2 Corinthians 9:5 (ESV)
Last week we focused on the idea that the gift of Jesus is a sacrificial gift. Jesus sacrificed His position, His privileges and His possessions in order to provide us with the gift of eternal life – a gift that we could never obtain by any other means. But Jesus hasn’t given us that gift just to keep to ourselves. We are to help others open that gift as well. And in order to do that we also need to be willing to sacrifice our position, our privileges, our possessions and our pride. Thanks to several of you who shared some really good ideas about how to put that message into practice in some really practical ways on the church Facebook page. If any of you would like to look at those suggestions or add your own, I’ve included the links to a couple of web pages in your bulletin this week.
This week, I want to focus on a second aspect of that inexpressible gift.

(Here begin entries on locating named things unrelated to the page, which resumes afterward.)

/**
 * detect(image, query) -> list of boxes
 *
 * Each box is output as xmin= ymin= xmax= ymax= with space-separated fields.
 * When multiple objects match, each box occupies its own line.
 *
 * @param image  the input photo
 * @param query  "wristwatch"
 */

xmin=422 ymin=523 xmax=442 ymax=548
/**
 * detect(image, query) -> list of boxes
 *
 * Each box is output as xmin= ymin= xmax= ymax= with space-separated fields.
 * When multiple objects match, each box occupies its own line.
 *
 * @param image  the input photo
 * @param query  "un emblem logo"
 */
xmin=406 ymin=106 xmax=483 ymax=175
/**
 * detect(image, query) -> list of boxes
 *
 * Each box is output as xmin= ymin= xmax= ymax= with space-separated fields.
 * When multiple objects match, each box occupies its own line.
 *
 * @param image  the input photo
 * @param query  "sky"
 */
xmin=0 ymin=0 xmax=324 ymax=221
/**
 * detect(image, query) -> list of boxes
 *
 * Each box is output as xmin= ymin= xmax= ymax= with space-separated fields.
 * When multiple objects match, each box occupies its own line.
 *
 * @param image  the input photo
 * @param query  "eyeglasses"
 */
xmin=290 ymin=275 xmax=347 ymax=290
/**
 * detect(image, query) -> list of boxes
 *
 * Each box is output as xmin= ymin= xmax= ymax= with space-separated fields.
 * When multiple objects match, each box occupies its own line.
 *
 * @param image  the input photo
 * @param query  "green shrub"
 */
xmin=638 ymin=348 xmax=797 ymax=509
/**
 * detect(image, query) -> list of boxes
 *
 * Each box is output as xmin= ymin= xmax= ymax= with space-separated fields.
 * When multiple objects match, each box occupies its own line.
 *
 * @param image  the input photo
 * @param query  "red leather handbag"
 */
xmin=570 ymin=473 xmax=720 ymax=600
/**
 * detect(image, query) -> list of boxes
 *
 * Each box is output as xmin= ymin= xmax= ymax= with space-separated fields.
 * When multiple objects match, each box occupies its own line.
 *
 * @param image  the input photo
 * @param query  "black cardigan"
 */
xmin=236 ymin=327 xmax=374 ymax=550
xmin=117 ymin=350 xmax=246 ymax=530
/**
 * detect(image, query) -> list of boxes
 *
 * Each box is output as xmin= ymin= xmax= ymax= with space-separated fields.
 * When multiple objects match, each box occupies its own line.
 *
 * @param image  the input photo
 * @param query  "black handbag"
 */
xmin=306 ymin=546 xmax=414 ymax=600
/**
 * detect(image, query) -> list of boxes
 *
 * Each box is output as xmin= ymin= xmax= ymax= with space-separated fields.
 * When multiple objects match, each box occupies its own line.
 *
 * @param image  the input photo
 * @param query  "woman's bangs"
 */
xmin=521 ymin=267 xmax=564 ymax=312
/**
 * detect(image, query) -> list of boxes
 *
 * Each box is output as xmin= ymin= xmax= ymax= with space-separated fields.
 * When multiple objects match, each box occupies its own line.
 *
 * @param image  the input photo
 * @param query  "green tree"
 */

Not only is it a sacrificial gift, it is also a relational gift. Again that is evident throughout the Scriptures, but we’re going to focus on one passage from the gospel of John this morning. More than any of the gospels, John really focuses on this aspect of the ministry of Jesus. That’s not surprising given John’s close relationship with and love for Jesus. John loved to be wherever Jesus was and he was never far from Jesus’ side, even at His crucifixion. Go ahead and turn to John chapter 1 and follow along as I read beginning in verse 9:
9 The true light, which enlightens everyone, was coming into the world. 10 He was in the world, and the world was made through him, yet the world did not know him. 11 He came to his own, and his own people did not receive him. 12 But to all who did receive him, who believed in his name, he gave the right to become children of God, 13 who were born, not of blood nor of the will of the flesh nor of the will of man, but of God. 14 And the Word became flesh and dwelt among us, and we have seen his glory, glory as of the only Son from the Father, full of grace and truth.
John 1:9-14 (ESV)
God could have chosen to make our salvation possible by any means that He desired. But from before the creation of the world, He determined that the method He would use would be to put on a body of flesh and to come down to the world He created and have a personal relationship with those He had created. This morning I want to focus on three critical elements in the process by which Jesus established that relationship and then we’ll see how we can apply those same principles for the purpose of helping others unwrap the gift of Jesus this Christmas by giving relational gifts.
JESUS’ RELATIONAL GIFT
• Jesus delighted in developing a relationship with those He created
Jesus did not give up the glory of heaven and come to earth as a man begrudgingly. As we saw last week, He had great joy in what He did because He was focused on the results that His sacrifice would accomplish. We also see evidence throughout the gospels that Jesus did not consider coming to earth to be an inconvenience or an obligation. He genuinely enjoyed being around people and establishing relationships with others for the purpose of sharing the gospel message with them.
Later on in the gospel of John, we find what I think is one of the most astonishing declarations in the entire Bible. As Jesus walked through a vineyard with His disciples in order to teach them about the importance of abiding in Him, He spoke these words:
No longer do I call you servants, for the servant does not know what his master is doing; but I have called you friends, for all that I have heard from my Father I have made known to you.